Zunächst einmal lohnt sich natürlich ein Blick auf unseren großen Vergleich verschiedener Roboadvisor. Allerdings gibt es auch dort nicht nur eine perfekte Empfehlung. Vielmehr kommt es auf die Wünsche und Vorstellungen des Anlegers an. Schließlich wünschen sich manche Kunden nur ein wenig Beratung, andere wollen hingegen ein komplettes Paket nutzen. Das ist gerade dann sinnvoll, wenn man selbst keine Lust hat, sich mit den Details der eigenen Altersvorsorge zu beschäftigen oder wenn man nicht weiß, wie man sein Geld sparen sollte.

Selbstverständlich bieten auch die besten Roboadvisor keine Garantie dafür, dass Verluste ausbleiben. Wenn die Kurse an der Börse allgemein fallen, wirkt sich das in der Regel auch auf das eigene Depot negativ aus. Dabei ist es dann vor allem wichtig, für welche Schwerpunkte man sich entschieden hat.

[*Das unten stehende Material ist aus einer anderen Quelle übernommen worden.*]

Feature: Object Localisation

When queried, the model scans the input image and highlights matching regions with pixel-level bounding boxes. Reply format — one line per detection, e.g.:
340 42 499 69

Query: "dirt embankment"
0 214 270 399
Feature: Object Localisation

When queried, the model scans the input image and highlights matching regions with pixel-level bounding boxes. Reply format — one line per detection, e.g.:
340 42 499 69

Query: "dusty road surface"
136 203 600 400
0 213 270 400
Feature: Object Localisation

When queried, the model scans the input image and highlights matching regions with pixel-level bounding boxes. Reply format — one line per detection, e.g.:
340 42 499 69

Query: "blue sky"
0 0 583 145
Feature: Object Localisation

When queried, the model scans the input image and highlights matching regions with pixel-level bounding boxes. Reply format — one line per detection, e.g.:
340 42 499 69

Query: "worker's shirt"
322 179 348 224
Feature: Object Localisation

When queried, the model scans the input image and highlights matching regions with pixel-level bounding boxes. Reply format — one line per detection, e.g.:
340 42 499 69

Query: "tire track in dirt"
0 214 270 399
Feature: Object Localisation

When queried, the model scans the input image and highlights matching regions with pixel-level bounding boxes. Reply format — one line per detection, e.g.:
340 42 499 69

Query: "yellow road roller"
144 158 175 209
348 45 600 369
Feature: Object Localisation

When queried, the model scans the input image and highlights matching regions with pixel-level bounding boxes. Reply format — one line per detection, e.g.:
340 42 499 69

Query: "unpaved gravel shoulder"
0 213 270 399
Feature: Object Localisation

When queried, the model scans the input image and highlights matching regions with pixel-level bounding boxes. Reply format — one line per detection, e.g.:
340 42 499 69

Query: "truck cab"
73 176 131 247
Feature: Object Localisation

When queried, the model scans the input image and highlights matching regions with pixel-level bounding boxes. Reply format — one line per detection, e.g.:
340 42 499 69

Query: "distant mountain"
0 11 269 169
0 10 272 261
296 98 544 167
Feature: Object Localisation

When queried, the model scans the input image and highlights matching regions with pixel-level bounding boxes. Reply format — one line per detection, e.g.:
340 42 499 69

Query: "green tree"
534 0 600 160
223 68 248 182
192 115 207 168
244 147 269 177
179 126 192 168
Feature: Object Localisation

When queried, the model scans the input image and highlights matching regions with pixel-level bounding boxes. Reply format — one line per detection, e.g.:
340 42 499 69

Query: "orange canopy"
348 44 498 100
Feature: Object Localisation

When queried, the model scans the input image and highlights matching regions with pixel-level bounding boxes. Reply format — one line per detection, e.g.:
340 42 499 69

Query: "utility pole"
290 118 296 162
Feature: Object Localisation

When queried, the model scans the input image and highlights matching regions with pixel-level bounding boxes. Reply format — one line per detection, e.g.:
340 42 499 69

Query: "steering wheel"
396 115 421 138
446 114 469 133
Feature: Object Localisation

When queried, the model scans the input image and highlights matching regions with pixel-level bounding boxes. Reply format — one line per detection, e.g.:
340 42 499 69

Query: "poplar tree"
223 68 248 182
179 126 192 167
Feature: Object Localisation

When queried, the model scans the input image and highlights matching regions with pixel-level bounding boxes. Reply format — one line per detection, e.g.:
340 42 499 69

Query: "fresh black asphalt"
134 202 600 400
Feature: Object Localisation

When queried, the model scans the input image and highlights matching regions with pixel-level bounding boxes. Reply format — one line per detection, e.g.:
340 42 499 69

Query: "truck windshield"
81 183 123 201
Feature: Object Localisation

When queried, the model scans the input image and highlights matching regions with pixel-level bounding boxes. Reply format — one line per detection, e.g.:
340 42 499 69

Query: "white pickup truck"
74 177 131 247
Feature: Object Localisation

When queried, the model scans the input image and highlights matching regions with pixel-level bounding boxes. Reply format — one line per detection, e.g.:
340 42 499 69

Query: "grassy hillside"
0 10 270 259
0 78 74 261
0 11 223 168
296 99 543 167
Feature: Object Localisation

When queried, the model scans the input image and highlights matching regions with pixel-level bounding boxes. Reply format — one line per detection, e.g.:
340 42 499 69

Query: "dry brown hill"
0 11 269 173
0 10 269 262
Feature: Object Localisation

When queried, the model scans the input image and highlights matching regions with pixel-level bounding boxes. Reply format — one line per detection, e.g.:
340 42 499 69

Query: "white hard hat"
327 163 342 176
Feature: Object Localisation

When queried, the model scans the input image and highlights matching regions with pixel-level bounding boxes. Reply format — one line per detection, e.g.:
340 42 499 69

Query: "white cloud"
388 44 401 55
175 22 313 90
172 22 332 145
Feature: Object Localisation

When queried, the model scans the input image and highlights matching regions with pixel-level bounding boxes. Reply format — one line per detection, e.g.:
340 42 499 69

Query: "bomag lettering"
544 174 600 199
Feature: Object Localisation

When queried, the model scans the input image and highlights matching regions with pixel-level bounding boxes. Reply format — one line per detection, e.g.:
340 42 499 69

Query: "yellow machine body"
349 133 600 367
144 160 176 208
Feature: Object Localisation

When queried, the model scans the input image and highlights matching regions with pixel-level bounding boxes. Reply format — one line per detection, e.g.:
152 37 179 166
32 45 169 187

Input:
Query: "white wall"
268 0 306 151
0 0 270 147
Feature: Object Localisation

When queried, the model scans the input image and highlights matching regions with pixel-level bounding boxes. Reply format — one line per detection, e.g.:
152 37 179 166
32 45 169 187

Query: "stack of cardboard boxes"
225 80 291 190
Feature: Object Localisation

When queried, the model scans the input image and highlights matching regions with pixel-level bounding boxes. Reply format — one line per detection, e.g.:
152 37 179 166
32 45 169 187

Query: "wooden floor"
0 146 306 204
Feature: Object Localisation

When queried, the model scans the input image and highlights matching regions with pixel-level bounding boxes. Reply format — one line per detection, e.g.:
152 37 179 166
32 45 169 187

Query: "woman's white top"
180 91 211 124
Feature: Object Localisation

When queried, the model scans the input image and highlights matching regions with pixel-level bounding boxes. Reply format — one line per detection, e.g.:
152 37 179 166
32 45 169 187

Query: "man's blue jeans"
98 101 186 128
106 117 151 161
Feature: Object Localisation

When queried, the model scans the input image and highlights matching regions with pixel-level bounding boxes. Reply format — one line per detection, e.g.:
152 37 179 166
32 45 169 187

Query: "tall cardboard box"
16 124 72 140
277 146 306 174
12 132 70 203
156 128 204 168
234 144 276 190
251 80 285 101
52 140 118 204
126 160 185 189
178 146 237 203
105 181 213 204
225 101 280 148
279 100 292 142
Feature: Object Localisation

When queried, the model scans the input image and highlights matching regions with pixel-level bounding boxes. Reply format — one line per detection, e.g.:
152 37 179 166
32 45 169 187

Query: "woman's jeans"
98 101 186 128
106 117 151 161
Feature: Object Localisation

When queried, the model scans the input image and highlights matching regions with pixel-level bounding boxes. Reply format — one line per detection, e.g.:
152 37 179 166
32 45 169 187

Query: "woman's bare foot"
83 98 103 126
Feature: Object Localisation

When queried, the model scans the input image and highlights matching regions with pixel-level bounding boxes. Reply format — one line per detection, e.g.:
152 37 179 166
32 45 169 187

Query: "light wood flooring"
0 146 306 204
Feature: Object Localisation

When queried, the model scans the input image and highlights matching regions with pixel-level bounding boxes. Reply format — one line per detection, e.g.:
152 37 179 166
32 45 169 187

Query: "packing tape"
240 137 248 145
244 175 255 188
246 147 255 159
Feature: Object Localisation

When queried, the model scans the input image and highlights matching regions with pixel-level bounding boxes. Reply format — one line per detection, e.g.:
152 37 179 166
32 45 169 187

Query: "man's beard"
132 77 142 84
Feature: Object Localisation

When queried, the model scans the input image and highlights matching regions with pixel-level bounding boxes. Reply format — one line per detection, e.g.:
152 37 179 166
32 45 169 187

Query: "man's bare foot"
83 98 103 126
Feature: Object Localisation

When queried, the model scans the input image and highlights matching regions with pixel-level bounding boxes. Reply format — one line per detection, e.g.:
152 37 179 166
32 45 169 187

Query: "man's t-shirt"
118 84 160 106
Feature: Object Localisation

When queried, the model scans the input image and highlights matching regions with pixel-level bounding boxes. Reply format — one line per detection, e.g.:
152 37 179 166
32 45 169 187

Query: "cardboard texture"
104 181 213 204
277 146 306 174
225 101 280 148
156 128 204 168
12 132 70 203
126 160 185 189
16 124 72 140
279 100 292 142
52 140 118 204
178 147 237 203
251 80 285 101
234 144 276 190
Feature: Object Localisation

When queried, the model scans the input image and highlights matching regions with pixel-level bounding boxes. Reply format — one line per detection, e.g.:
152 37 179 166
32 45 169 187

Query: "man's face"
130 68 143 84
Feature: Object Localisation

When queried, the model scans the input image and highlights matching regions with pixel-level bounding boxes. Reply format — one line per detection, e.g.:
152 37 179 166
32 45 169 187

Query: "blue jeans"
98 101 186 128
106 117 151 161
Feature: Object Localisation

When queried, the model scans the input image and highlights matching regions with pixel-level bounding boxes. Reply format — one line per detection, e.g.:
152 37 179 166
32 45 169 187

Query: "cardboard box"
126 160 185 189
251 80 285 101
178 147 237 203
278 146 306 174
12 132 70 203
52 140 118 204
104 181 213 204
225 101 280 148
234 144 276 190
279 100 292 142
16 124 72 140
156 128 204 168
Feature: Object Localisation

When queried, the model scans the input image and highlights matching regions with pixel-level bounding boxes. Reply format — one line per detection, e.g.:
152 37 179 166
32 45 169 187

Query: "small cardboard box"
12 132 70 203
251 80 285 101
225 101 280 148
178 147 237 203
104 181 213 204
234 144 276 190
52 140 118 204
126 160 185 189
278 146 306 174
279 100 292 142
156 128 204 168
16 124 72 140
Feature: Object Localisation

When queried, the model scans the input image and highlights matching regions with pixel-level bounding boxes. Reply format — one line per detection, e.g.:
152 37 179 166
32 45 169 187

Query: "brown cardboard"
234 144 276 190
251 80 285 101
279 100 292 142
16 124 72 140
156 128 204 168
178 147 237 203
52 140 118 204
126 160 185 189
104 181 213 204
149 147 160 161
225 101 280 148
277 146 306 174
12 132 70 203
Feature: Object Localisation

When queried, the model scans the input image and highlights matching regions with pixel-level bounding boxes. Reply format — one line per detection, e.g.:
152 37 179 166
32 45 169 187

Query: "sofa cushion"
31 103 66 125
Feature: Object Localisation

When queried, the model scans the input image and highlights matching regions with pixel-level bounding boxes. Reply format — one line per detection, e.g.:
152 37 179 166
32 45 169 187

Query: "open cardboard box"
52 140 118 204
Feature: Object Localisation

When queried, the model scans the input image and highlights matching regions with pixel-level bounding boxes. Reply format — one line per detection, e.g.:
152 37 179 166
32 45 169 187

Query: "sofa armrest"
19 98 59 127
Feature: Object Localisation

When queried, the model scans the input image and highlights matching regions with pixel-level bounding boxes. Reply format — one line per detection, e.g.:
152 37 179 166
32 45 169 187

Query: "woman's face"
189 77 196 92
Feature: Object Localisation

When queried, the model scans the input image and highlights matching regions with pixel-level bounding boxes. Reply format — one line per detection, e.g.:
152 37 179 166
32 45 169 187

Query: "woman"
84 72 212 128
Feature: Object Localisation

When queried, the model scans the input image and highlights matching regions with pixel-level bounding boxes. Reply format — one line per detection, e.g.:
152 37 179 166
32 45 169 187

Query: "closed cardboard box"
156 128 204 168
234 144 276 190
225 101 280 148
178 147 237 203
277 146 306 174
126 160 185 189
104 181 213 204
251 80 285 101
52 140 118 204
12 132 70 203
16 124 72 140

Über längere Zeiträume hinweg sind die Chancen auf solide Renditen jedoch durchaus gut. Dabei spielen vor allem die geringen Gebühren eine wichtige Rolle. Sowohl für die Beratung als auch für den Kauf der entsprechenden Fonds müssen Sparer schließlich keine hohen Kosten in Kauf nehmen. Zudem ist die Beratung in der Regel wesentlich unabhängiger als bei einer klassischen Filialbank. Dort werden nämlich in erster Linie die Fonds empfohlen, die dem Kundenberater eine hohe Provision einbringen – die Wünsche des Kunden kommen erst an zweiter Stelle.